こうした事態を受け厚生労働省も対策に乗り出した。昨年度までに75種類以上の副作用に対してマニュアルを作った。 重篤副作用疾患別対応マニュアル|厚生労働省
誤診しやすいケースと正しく判別する方法が記されている。

副作用を未然に防ぐ研究も進んでいる

さらに薬の副作用を未然に防ごうという研究も進んでいる。副作用を発症した人から血液の提供をうけ、遺伝子を解析したところ、副作用を発症しやすい体質があることがわかってきた。SJSの場合発症との関連が明らかになったのが免疫に関係する二つの遺伝子。HLAーAとTLR3。この2つの遺伝子が特定の型になっていると、そうでない人に比べ48倍もSJSを発症しやすくなることがわかってきた。研究チームは今後さらに研究を進め、将来的には副作用を発症の予防に繋げたいと考えている。

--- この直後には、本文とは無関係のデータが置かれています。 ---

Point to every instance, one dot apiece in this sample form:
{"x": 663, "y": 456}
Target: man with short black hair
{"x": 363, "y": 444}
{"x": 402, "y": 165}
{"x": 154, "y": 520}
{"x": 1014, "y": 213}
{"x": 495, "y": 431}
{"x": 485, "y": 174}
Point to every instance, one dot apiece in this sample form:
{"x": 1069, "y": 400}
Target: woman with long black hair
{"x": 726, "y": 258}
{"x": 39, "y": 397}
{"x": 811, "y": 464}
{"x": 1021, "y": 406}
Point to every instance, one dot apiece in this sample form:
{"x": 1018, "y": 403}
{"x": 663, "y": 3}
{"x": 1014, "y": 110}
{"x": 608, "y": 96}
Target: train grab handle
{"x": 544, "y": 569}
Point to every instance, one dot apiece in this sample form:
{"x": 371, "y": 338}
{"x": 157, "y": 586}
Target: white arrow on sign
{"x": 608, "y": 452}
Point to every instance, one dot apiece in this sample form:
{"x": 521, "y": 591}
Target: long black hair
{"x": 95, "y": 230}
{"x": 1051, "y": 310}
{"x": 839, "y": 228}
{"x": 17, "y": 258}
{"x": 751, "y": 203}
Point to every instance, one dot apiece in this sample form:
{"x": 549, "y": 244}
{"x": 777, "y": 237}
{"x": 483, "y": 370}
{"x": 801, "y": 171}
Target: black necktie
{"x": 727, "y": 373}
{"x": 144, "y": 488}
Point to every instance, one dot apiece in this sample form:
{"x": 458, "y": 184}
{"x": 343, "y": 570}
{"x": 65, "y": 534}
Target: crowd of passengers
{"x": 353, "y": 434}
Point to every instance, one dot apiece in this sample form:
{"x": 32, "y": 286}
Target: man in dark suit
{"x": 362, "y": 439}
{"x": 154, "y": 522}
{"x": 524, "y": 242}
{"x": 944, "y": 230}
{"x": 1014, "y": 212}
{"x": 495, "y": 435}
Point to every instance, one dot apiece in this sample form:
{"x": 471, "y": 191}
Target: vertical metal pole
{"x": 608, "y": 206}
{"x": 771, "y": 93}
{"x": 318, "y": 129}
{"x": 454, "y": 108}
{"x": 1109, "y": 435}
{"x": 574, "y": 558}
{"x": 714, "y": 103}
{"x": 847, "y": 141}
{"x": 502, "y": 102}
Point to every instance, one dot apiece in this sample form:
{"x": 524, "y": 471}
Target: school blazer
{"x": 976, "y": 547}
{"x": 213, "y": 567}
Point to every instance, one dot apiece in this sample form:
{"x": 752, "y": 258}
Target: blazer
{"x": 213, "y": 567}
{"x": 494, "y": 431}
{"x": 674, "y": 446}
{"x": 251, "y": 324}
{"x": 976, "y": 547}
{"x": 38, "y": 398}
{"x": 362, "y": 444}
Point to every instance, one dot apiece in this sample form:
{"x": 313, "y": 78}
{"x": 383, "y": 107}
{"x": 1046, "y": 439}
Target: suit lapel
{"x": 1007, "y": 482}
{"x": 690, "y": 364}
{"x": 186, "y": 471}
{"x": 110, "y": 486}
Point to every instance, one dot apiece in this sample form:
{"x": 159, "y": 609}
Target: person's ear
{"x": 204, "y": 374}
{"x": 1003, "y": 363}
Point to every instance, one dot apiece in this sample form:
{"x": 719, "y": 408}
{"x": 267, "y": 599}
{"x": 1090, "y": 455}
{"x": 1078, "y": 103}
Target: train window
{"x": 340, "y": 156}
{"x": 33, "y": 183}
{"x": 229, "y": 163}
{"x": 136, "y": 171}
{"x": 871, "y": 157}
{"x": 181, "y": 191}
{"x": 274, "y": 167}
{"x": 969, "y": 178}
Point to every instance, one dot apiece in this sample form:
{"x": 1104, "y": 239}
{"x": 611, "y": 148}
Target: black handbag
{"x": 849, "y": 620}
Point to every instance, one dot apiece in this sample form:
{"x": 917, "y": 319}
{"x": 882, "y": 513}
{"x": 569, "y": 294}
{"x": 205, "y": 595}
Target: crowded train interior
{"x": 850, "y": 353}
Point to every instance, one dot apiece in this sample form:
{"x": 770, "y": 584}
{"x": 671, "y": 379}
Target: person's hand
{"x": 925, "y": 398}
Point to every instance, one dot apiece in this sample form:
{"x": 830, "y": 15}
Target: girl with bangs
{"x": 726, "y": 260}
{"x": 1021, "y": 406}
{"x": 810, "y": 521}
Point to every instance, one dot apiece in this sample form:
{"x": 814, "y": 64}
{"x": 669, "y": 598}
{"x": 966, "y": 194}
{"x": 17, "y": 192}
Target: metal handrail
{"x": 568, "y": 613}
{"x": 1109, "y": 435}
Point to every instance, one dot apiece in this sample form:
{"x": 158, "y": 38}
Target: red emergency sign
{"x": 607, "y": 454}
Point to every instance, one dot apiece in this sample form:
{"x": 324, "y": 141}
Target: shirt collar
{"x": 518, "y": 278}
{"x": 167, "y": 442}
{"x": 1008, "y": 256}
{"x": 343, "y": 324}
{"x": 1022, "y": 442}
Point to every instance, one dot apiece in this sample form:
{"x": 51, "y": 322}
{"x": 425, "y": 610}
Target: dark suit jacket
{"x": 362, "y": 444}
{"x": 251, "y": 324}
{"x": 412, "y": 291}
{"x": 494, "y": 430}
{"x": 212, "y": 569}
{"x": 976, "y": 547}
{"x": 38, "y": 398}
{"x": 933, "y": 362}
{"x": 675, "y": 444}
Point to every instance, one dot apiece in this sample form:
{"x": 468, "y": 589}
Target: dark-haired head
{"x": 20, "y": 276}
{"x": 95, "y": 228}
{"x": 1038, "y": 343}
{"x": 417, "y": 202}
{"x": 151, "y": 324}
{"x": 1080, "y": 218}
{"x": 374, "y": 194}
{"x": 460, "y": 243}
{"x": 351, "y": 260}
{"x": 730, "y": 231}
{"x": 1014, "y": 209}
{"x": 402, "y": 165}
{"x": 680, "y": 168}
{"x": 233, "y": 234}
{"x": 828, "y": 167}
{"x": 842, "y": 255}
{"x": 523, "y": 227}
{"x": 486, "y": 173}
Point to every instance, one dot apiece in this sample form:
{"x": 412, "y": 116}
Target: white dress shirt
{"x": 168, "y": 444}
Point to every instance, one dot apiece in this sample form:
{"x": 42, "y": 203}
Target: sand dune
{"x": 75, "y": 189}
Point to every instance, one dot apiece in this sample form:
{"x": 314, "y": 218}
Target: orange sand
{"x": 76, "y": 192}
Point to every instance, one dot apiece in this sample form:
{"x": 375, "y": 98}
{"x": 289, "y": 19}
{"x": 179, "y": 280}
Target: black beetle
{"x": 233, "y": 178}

薬・サプリメント・健康食品ををのむ上で気をつけること

  • 自分が飲む薬の副作用の特徴を知った上で使い始める。
  • 使い始めて症状が良くならない場合は副作用の可能性もあるという認識をもつ
  • おかしいと思ったらできるだけ早い段階で医師・薬剤師に相談する。
  • 記録をつける。どんな種類の薬をどれくらいの量、いつ飲んだか、飲んだ後どのくらい経って症状がでたかなど。これらを記録することで薬によって副作用が起きたかどうかがわかるポイントになる。

薬以外のサプリメントなどの健康食品でも重い副作用が起きることが報告されている。